Le soir après les spectacles aux Dômes le parvis du Palais se transforme en bodega, où les amitiés trans hexagonales se développent pendant que sur la scène les meilleurs artistes nationaux se produisent pour le plaisir d'un public composé de connaisseurs et de curieux. Dans la programmation particulièrement équilibrée cette année on pouvait apprécier Vanessa Paez bailaora de Toulouse avec un caractère bien trempé y mucho arte. Le benjamin du festival Lucas El Chaborro avec sa danse estampillée Farruquito a fait belle impression mais c'est Mélodie Gimard &Co qui a surpris et conquis le public par l'originalité de sa proposition « Numen ».

Le numen c'est la puissance agissante des romains, mais pour Mélodie c'est une façon de nommer l'inspiration, sans que ce soit ni féminin ni masculin, parce que cette muse abstraire représente pour elle chacune des personnes ou des événements qui l'inspirent. Sur des planches depuis qu'elle sait marcher, cette jeune pianiste virtuose mêle dans ses compositions toutes les influences que sa nature curieuse et sa formation, d'abord comme danseuse et instrumentiste dans une compagnie de musique traditionnelle puis à l’École Supérieure de Musique de Barcelone, lui ont permis d'engranger. Très vite attirée par le flamenco elle en a fait son axe principal de création et s'entoure de jeunes musiciens talentueux et originaux qui, comme elle, mêlent le flamenco classique à des approches plus contemporaines basées sur les nouvelles technologies comme la loopstation, ce boitier qui permet l'enregistrement de la voix ou d'un instrument et qui le restitue en boucle. Les letras traditionnelles ou tirées de textes de Rubén Darío et Adolfo Bécquer se mêlent aux « compases compuestos » au gré de son inspiration. C'est frais, actuel, intelligent et furieusement flamenco. Une vrai découverte qu'on espère revoir en France, les andalous en sont déjà friands !

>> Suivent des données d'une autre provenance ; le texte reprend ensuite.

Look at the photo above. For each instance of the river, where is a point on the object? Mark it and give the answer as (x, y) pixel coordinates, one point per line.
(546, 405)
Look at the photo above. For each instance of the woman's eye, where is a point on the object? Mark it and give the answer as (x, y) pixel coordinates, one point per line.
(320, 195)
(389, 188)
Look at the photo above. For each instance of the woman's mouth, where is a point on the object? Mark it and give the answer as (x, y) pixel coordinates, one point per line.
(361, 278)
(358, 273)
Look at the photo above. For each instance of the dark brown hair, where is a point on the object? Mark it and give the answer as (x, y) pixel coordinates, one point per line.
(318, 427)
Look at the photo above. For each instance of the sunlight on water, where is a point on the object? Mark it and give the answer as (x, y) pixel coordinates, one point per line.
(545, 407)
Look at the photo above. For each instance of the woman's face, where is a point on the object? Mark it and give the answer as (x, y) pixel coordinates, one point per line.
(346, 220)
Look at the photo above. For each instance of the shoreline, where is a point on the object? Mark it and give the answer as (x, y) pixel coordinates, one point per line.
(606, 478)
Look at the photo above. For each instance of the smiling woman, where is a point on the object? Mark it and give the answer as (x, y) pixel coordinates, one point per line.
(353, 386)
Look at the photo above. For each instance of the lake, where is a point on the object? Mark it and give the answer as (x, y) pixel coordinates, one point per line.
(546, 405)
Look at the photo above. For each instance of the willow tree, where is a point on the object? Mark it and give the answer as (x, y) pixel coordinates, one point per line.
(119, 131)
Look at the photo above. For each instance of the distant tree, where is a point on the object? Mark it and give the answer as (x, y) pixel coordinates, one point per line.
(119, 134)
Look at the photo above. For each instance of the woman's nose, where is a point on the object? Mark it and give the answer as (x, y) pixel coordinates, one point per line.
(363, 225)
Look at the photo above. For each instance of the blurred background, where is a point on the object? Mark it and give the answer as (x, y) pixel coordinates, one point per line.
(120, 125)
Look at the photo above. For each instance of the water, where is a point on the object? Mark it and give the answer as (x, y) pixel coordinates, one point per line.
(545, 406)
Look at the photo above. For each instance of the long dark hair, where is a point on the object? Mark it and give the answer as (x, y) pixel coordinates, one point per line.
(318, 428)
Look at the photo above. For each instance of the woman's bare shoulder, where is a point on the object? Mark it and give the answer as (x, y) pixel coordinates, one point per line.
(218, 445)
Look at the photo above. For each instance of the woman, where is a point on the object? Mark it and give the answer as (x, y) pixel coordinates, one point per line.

Toutes ces belles ondes ont servi de tremplin à des fins de soirées dans l'intimité de la Peña du Festival. Là se retrouvaient les plus mordus et ceux qui avaient envie de frotter leur nouvelles connaissances à celles des autres en se lançant dans le « redondel » pour danser ou chanter. On a pu ainsi voir, le dernier soir, David el Galli prendre une guitare pour accompagner spontanément un vénérable vieillard venu en voisin, à la voix claire et forte et au savoir encyclopédique ainsi que son jeune neveu étonnant de maturité et de connaissances. Le professionnel écoutant respectueusement les amateurs dans un échange chaleureux et rare. On ne pouvait rêver meilleure clôture que cette soirée magique pour ce Festival menée avec talent et opiniâtreté par Amor Flamenco. Lorenzo Ruiz son directeur artistique, Cécile Miquel la présidente et leur armée de bénévoles ont su créer une ambiance familiale appréciée aussi bien par les artistes que par les stagiaires de plus en plus nombreux tous les ans. Beaucoup de chaleur humaine, pas mal de travail, l'enthousiasme indispensable, c'est la recette pour réussir ce tour de force aussi efficace que le smoothie à la banane servi au bar du Festival qui vous requinque un apprenti danseur épuisé en moins de deux ! Pourvu que ce phare éclaire encore longtemps le chemin des amoureux du Flamenco d'ici et d'ailleurs... c'est tout le mal qu'on leur souhaite.